I’ve blogged before about the major struggles of the so-called alt-weekly press in recent times as the Internet has upended both the business model and the editorial mission of such papers.
But what about urban commuter publications? These are the tabloid freebies that sprang over the decades up to serve the daily public transit population in large urban areas, offering quick-read news and entertainment during subway, train and bus commutes.
Unlike the alt-weeklies with their often-edgy or otherwise counterculture editorial slant, the commuter tabloids were generally more conventional in their content — focusing less on controversial POV topics and instead on “what’s happening” in headline news and on the dining, arts and entertainment front.
One such publication that I came to know quite well was Skyway News — named after the iconic skyway system in downtown Minneapolis — where professionals could grab a copy of the tabloid while dashing off to grab their public transport. For me, reading Skyway News was a way to pass the time while taking my 35-minute bus commute (yes – it took that long to travel just three miles in the city during rush hour).

Alas, Skyway News, which debuted in 1970, eventually went the way of so many alt-weekly papers. First it tried expanding its circulation (and editorial focus) to cover residential Northeast Minneapolis, changing its name to The Journal in the process … but finally shut down for good late last year.
Still, it was an amazing 48-year run for a paper that never had a circulation exceeding 30,000.
This week, we’re hearing news that one of the most successful of the urban commuter tabloid ventures has bitten the dust, too. In this case it’s Washington DC’s vaunted Express, a free commuter tabloid published by the Washington Post since 2003.
In his customary colorful way, Dan Caccavaro – the tabloid’s founding editor who remained in that position for the entire 16 years of the publication’s existence – explained to readers what was behind the paper’s demise:

“When we launched in 2003, there was no such thing as an iPhone. It would be another year before Harvard students would start using a novel social network called Facebook to keep tabs on their classmates. No one was tweeting anything – or Instagramming or Snapchatting. And most of us still mocked our “CrackBerry”-addicted friends who just couldn’t wait until they got to work to check their email.
How quaint.”
The headline of Caccavaro’s editorial says it all: “Hope you enjoy your stinkin’ phones.”
While circulation of the Express had been declining since its height of nearly 200,000 copies to around 130,000 today and while the paper’s finances had slipped into loss territory, the death knell came when the DC metro system introduced Wi-Fi service on its trains. With that move, the ability for the Express to engage the attentions of DC’s metro commuters died.
Whereas at one time the Express and its quick-read news format was “an integral part of the morning commute for Washingtonians,” the ability for people to stay online during their commute effectively made the Express an irrelevance.
As Caccavaro explained in his final editorial salvo:

“It wasn’t unusual in [the] early days to see two-thirds of riders on a rush-hour train reading Express … The appetite for Express was so great, in fact, that we more than once considered printing an afternoon edition.
This Monday morning as I rode the train to work, I was struck by a very different observation. Three people on my crowded Blue Line train were reading Express … one man had his nose in an old-fashioned book. Almost everyone else was staring at a phone.”

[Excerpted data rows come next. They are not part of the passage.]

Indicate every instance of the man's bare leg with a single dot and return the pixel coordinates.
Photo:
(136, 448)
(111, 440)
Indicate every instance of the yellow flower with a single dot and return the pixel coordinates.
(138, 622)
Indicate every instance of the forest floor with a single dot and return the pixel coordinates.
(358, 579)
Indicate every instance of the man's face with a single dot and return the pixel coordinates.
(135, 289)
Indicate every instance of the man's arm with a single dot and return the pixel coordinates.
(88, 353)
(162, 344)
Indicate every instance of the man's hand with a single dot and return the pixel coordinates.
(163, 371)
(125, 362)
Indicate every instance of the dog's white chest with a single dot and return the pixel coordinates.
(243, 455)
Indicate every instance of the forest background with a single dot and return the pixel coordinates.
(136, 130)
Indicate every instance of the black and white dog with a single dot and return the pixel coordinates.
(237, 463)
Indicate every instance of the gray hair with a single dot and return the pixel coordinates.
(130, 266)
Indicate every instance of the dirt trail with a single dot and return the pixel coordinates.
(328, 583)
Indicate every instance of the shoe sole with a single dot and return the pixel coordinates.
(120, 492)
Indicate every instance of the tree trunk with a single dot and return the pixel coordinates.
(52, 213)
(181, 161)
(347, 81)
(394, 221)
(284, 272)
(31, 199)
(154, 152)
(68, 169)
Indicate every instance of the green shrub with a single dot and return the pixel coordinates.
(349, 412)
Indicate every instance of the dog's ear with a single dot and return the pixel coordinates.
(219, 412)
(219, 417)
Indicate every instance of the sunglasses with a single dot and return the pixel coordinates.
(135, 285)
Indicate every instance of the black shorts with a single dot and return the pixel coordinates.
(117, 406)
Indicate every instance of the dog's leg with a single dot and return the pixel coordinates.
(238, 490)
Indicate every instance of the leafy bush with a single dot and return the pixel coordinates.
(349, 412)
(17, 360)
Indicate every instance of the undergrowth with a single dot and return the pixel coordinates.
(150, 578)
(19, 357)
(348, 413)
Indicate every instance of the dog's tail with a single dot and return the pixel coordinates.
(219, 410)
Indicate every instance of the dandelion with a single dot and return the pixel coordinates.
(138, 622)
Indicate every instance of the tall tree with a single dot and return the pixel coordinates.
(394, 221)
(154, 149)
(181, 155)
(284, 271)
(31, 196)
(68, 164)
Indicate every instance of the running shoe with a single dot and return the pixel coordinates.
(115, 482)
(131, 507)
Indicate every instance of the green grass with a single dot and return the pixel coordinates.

What’s particularly ironic is that the Express, with its lively, quick-read character and attractive, colorful layout, was the precursor to the kind of news and information that everyone expects to see continuously fed to them on their devices. So as it acclimated a generation of readers to being quickly-informed, entertained and pleasantly distracted during their commutes, Express actually sowed the seeds for the wholesale shift to mobile screens to receive information in the same fashion.
With the closure of Express, there can’t be more than a handful of urban commuter tabloids left in existence in America. I can’t think of single one. But if you’re aware of any, please enlighten us – and let us know what might be the secret behind their continuing relevance.